After a reboot your DHCP server/gateway should provide you with the proper settings for IP address, default gateway, and nameserver(s).


----------



## fred974 (Aug 31, 2011)

Hi, thank you for your prompt response, do i need to add 

```
synchronous_dhclient="YES"
```


----------



## fred974 (Aug 31, 2011)

Hi DutchDaemon,

I just done ifconfig and can confirm that the NIC is em0.
I have also removed 
	
	



```
default_router="192.168.1.1"
```
 and added 
	
	



```
ifconfig_em0="SYNCDHCP"
```
 and rebooted from the console. The problem is still the same. I added 
	
	



```
synchronous_dhclient="YES"
```
 rebooted and still the same problem
BTW, all of the above were done as root. I also noticed that i do not have the most recent history in the terminal but the oldish one. Don't know if that help in my problem.


----------



## kpa (Aug 31, 2011)

It's not default_router but defaultrouter:


```
defaultrouter="192.168.1.1"
```

You can fix that in /etc/rc.conf and set the new default route without rebooting if you do this as root:

`# /etc/rc.d/routing start`

Verify with `# netstat -nr` that you have a correct default route.


----------



## fred974 (Aug 31, 2011)

rc.conf


```
keymap="uk.iso"
ifconfig_em0="SYNCDHCP"
synchronous_dhclient="YES"
sshd_enable="YES"
```

I saved the file and do
`# /etc/rc.d/routing start`
The problem is still the same.
`# netstat -nr`


----------



## fred974 (Aug 31, 2011)

Hi Kpa,

I tried that and still not working. Also tried with 
	
	



```
ifconfig_em0="SYNCDHCP"
```


----------



## wblock@ (Aug 31, 2011)

Running dhclient em0 is equivalent to ifconfig_em0="SYNCDHCP".
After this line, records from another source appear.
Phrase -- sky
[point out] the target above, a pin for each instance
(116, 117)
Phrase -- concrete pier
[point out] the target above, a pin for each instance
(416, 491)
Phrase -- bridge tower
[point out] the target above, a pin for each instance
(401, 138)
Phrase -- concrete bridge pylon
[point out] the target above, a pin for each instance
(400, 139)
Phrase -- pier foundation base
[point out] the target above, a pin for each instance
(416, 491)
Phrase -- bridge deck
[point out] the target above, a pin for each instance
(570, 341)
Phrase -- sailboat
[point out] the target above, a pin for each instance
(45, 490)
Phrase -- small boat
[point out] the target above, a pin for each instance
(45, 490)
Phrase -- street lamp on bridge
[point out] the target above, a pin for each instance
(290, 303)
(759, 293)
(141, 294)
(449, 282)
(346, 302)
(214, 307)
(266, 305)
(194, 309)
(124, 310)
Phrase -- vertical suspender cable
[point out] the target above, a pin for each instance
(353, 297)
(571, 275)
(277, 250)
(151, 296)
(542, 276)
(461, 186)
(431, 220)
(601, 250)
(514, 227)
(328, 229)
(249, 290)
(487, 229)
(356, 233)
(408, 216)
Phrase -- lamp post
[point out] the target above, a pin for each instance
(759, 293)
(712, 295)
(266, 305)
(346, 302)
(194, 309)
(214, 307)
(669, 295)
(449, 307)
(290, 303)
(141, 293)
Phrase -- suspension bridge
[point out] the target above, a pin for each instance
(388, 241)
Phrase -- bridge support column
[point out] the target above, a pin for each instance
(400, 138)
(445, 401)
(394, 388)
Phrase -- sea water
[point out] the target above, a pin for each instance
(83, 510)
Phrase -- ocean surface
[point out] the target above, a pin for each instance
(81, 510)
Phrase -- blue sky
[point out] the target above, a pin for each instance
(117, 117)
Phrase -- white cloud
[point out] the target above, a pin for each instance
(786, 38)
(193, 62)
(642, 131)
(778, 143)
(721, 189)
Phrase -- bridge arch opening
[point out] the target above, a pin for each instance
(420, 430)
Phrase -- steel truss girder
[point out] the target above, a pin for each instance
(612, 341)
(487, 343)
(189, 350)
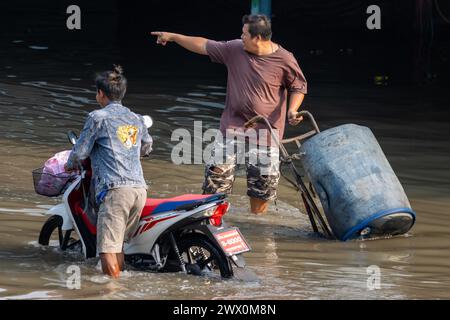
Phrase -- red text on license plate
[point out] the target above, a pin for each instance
(232, 242)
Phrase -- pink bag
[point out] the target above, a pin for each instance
(55, 164)
(51, 179)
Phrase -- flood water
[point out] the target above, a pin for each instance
(42, 97)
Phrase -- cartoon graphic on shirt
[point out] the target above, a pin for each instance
(127, 135)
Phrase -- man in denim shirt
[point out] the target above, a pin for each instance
(114, 138)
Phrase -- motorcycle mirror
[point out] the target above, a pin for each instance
(148, 121)
(72, 136)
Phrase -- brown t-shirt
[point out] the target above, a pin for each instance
(257, 85)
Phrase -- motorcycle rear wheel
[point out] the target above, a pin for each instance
(54, 223)
(202, 257)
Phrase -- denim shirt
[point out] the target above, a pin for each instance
(114, 138)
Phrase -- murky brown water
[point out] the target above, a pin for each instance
(289, 260)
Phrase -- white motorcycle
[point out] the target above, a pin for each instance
(184, 233)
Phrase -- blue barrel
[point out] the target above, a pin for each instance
(360, 193)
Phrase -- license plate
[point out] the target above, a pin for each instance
(232, 241)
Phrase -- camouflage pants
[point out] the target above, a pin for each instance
(262, 166)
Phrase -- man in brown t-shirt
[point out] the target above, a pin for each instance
(260, 75)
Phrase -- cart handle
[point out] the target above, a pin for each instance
(310, 117)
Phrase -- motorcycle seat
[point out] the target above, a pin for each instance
(183, 202)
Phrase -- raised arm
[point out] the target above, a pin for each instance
(194, 44)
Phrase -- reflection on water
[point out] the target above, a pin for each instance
(290, 261)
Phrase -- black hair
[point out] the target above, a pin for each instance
(258, 25)
(112, 83)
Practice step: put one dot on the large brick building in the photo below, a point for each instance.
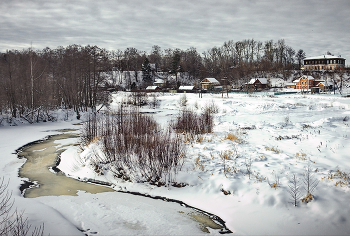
(324, 62)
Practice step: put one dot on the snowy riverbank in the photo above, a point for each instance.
(278, 135)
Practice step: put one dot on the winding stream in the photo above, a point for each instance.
(42, 157)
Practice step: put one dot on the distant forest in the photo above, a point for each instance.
(34, 82)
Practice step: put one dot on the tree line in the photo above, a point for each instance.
(34, 82)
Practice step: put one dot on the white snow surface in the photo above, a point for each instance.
(279, 135)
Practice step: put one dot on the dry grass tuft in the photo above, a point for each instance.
(343, 176)
(301, 156)
(234, 138)
(199, 164)
(273, 149)
(309, 197)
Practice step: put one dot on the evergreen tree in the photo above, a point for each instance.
(300, 57)
(146, 72)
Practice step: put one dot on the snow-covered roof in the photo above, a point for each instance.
(328, 83)
(212, 80)
(324, 57)
(186, 87)
(152, 87)
(158, 81)
(308, 77)
(262, 80)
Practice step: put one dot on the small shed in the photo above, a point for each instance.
(159, 82)
(257, 84)
(152, 88)
(208, 83)
(187, 89)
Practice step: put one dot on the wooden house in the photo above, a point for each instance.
(152, 88)
(186, 89)
(324, 62)
(209, 83)
(306, 82)
(257, 84)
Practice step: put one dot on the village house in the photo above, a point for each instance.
(308, 83)
(305, 82)
(186, 89)
(209, 83)
(257, 84)
(324, 62)
(152, 88)
(159, 82)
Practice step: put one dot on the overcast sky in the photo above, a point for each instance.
(315, 26)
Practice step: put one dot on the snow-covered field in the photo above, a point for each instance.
(272, 136)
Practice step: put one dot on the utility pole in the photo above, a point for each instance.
(31, 78)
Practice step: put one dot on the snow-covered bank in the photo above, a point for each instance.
(89, 214)
(267, 139)
(11, 138)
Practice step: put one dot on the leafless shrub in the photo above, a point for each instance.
(137, 98)
(13, 223)
(248, 164)
(294, 189)
(276, 183)
(135, 148)
(183, 100)
(193, 123)
(211, 107)
(310, 182)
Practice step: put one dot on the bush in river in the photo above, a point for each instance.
(134, 146)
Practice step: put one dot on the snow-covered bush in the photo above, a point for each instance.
(13, 222)
(193, 123)
(134, 147)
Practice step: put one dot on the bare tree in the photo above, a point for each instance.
(294, 189)
(12, 222)
(310, 182)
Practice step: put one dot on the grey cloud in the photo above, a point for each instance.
(315, 26)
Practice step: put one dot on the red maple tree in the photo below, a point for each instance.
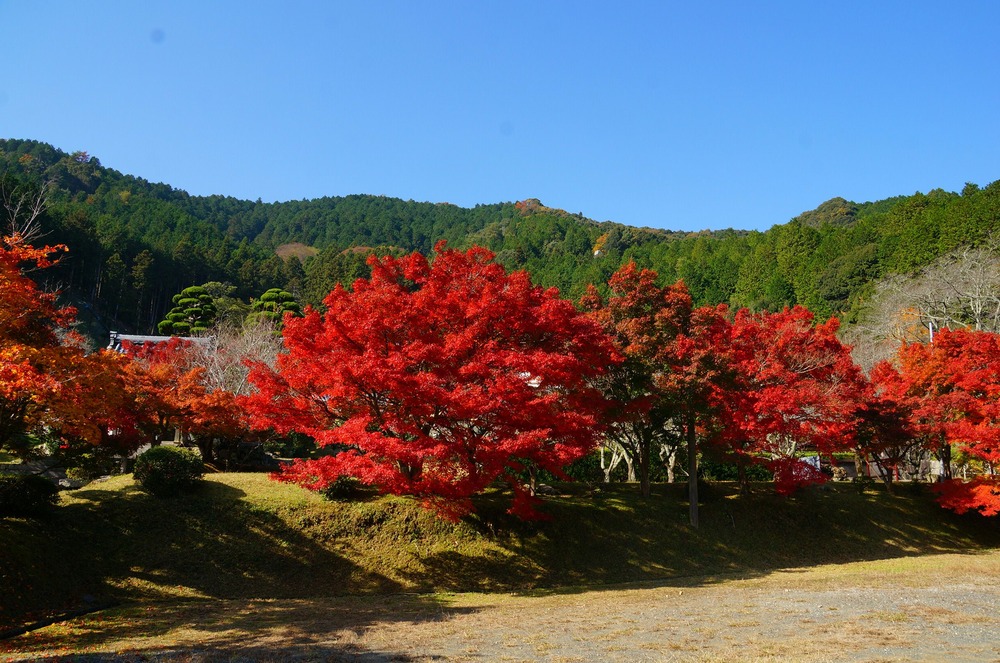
(661, 390)
(50, 388)
(795, 388)
(436, 379)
Please show the entire contents of /etc/rc.conf.


----------



## DutchDaemon (Aug 31, 2011)

Also: after rebooting with (SYNC)DHCP active, see if you can ping the default gateway as it shows up in [cmd=]netstat -rn[/cmd] and post here what DHCP put in /etc/resolv.conf. And please format your posts.


----------



## SirDice (Aug 31, 2011)

Remove the 192.168.1.66 address from lo0.


----------



## kpa (Aug 31, 2011)

SirDice said:
			
		

> Remove the 192.168.1.66 address from lo0.



I think you're mistaken here. My understanding is that the Netif column says:
"use this interface for selecting the source address for connections when the destination address matches this entry in the routing table". So in this case the entry for 192.168.1.66 in the routing table is what should be there.


----------



## SirDice (Aug 31, 2011)

Errrm, yes, you are correct. I should think before I type...
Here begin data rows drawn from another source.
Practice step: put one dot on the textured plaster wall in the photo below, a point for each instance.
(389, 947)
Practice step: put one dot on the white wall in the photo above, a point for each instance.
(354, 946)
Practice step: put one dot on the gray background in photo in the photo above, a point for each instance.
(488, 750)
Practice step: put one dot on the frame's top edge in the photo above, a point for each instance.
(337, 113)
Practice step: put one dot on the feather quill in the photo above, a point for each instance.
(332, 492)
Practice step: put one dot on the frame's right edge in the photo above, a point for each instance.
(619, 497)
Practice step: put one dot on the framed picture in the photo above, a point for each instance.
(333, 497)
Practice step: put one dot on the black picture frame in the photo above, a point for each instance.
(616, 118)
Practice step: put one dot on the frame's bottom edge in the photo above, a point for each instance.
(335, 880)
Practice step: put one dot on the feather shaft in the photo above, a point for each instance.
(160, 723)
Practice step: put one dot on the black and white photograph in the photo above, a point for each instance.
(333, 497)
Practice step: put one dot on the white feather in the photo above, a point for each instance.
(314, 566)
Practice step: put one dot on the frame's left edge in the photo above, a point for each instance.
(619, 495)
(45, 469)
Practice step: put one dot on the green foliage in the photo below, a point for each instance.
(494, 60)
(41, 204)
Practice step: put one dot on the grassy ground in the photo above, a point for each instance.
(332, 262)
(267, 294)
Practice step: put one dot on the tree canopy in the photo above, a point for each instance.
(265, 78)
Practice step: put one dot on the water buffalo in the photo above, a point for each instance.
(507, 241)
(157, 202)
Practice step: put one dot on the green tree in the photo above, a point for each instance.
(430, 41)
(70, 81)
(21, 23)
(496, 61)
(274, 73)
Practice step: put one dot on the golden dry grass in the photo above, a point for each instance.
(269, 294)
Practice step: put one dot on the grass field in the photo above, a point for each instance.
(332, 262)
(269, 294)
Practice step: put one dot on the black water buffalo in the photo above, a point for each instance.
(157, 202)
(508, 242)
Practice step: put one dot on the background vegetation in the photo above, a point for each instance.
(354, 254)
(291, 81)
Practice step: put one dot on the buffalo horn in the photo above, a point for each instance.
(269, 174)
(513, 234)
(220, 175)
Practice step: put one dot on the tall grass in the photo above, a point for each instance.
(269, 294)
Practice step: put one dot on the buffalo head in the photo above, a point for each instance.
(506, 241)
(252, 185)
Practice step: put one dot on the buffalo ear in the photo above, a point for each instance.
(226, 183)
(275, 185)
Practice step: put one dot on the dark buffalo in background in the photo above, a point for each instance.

It would really help immensely if the OP would post his /etc/rc.conf.


----------



## wblock@ (Aug 31, 2011)

SirDice said:
			
		

> It would really help immensely if the OP would post his /etc/rc.conf.
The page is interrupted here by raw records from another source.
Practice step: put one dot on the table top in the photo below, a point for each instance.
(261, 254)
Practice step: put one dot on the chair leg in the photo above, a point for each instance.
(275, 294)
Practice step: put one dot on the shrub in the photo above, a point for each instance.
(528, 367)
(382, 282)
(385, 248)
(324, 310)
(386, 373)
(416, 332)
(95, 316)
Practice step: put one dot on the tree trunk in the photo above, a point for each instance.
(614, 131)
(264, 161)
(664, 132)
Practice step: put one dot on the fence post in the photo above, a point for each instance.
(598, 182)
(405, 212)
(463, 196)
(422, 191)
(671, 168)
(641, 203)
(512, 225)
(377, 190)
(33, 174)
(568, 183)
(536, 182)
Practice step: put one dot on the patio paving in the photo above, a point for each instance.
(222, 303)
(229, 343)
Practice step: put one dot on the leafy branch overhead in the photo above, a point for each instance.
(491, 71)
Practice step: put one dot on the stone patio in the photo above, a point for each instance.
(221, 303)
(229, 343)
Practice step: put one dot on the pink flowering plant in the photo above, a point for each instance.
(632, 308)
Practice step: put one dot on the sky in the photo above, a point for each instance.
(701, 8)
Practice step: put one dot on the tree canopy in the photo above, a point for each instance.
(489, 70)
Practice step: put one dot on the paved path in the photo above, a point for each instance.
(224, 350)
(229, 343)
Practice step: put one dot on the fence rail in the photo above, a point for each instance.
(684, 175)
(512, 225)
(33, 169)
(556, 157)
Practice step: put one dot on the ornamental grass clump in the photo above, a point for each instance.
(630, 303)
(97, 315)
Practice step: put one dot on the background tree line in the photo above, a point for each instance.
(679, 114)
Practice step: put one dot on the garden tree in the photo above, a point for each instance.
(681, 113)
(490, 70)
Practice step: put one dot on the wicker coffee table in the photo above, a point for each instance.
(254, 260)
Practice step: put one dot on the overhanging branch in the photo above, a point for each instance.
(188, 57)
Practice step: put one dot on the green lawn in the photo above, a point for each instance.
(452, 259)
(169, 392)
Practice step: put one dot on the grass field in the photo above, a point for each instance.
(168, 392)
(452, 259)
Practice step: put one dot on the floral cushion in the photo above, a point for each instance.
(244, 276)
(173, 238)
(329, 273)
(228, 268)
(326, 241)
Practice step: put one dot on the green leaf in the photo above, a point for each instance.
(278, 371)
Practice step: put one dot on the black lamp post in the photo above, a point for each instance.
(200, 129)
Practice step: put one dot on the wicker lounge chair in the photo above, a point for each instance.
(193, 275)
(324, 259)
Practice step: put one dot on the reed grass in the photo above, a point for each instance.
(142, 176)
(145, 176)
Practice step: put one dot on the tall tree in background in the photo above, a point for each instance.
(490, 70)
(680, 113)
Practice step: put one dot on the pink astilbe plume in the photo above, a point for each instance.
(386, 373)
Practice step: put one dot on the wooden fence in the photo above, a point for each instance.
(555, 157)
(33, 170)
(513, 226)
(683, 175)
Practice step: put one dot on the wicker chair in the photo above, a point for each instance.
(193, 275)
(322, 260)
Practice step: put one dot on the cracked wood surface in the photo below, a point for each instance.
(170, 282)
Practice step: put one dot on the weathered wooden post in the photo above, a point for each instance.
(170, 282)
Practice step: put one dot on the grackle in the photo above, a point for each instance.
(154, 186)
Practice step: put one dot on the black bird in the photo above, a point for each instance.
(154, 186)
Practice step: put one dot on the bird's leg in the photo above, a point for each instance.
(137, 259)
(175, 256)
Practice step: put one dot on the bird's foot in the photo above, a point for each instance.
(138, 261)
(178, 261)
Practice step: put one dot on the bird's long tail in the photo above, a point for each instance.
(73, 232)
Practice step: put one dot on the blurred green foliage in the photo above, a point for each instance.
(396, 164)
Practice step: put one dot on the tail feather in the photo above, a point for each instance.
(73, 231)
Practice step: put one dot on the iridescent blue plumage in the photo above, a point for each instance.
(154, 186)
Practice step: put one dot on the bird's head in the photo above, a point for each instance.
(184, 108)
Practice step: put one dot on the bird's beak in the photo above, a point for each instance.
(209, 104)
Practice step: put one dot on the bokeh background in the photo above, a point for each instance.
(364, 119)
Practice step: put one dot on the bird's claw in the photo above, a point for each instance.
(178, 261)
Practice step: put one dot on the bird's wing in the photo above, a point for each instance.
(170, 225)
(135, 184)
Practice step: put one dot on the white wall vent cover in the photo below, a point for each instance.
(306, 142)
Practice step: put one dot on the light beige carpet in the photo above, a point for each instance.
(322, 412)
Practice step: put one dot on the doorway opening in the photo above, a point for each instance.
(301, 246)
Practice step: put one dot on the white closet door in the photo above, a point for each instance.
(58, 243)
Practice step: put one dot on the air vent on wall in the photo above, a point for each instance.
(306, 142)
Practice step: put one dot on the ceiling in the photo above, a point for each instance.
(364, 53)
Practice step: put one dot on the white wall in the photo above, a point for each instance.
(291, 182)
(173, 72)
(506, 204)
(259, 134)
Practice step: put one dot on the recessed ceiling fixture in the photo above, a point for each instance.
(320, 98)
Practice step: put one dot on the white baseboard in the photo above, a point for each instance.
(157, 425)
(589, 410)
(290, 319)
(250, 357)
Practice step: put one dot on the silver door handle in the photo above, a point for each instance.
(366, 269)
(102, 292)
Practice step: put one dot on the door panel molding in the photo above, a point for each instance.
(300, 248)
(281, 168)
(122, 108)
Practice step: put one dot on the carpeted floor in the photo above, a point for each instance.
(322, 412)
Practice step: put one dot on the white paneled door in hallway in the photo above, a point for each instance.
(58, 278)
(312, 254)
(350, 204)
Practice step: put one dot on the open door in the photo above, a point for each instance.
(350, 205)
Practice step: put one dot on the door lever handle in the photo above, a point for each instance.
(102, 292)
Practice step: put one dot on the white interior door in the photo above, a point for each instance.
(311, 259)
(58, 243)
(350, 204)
Post #6 may already show it.  I don't think restarting routing is enough, though, and would go with
`# [del]service restart netif[/del]`
`# service netif restart`

What we still need to see is the output of
`# ifconfig`
after manually running dhclient(8), when it's working.  I'm thinking the LAN might not actually be 192.168.1.0/24.


----------



## SirDice (Sep 1, 2011)

It's only been posted in parts 

Getting an error in /etc/rc.conf might be the reason it's not working properly.


----------



## fred974 (Sep 1, 2011)

Good morning all.

I'll like to say thank you for all your effort in trying to help me in resolving my problem.
Sorry if my post seem to be posted in 'parts' but i am very new to lunix/freebsd(2 weeks to be precise)
I attached the screenshots of all the information you've asked me.


----------



## wblock@ (Sep 1, 2011)

Sorry, I got that command backwards.  Should have been
`# service netif restart`

Use script(1) to capture sessions.


```
synchronous_dhclient="YES"
ifconfig_em0="DHCP"
```
is the same thing as

```
ifconfig_em0="SYNCDHCP"
```

The ping in #15 is working, so this was after running dhclient(8).

The static IP settings for em0 and defaultrouter plus manually entering nameservers in /etc/resolv.conf should be enough.  A few warnings:

1.  Make sure dhclient(8) is dead before you switch to a static address.  It is in control of what goes in /etc/resolv.conf and can overwrite what you enter there manually.  Kill it with pkill dhclient.  Restarting netif or rebooting will do it also.
2.  Make sure the static address you want is allowed by the network.  Not everything is /24.
3.  Technically, the static address you choose should be outside of the range assigned by DHCP.  In practice, good DHCP servers will check if an address is already in use before handing it out.


----------



## fred974 (Sep 1, 2011)

wblock,

I will try your sugestion asap. Could you tell me how can i find out what is my nameserver?


----------



## wblock@ (Sep 1, 2011)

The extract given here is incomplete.